Some puzzles come as legacy and a great way to do sometimes interviews. In the past, I have written some innovative solutions when it comes to splitting strings inside SQL Server. One of them is at: SQL SERVER – Split Comma Separated List Without Using a Function. Though this is a good solution, many have some back to say this is not a clean or a native way to work with strings. Let us learn about Splitting Strings puzzle.

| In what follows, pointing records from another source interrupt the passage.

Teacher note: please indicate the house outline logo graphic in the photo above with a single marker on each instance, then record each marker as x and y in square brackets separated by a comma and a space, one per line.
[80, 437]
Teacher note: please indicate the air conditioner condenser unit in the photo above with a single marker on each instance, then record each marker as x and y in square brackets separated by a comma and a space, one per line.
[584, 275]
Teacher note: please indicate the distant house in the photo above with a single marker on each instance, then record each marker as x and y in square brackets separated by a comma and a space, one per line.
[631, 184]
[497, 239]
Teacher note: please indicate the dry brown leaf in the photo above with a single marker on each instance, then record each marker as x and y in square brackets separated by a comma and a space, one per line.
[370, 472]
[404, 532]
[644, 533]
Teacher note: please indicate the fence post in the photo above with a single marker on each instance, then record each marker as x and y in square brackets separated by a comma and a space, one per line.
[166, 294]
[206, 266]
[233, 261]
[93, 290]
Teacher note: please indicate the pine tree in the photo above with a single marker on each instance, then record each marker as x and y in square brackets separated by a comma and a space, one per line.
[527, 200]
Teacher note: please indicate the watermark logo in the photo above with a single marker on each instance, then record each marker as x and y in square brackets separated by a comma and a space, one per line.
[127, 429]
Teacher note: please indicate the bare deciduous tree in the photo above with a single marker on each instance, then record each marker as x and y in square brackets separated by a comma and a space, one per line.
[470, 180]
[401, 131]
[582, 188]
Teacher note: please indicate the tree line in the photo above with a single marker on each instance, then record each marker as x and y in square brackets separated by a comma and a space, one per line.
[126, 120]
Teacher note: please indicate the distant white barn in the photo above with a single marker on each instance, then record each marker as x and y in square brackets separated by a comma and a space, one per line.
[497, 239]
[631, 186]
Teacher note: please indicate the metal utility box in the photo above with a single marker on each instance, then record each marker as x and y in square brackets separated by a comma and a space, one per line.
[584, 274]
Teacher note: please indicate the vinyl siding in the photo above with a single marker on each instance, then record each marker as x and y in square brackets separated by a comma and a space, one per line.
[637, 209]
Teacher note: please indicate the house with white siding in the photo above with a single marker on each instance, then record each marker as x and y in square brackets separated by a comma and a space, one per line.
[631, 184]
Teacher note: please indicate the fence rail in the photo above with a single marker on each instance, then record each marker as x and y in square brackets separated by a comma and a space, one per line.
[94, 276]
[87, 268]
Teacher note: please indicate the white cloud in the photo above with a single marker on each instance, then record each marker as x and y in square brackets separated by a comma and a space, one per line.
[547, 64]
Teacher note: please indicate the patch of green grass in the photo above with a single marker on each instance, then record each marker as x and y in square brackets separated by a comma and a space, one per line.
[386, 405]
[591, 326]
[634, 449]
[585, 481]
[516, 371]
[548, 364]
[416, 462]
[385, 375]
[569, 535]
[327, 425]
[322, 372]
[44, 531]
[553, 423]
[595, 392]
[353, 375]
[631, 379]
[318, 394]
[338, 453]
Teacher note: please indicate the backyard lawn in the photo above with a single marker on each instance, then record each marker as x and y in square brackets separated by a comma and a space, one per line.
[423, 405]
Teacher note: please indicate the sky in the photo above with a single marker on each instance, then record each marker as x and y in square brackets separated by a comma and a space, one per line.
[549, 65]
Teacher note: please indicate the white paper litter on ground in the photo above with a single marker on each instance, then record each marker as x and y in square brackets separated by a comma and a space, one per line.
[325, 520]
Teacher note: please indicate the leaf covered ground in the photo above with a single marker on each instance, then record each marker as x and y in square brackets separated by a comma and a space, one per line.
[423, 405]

Let me complicate this statement a bit and set the stage for you. Assume you have a column that has a delimited value inside it. Our requirement is to split the values and find out the count of values. So I am making the split string conversation into an aggregation too. Nothing fancy about this though.
Splitting Strings Puzzle
Let us set up the environment for testing.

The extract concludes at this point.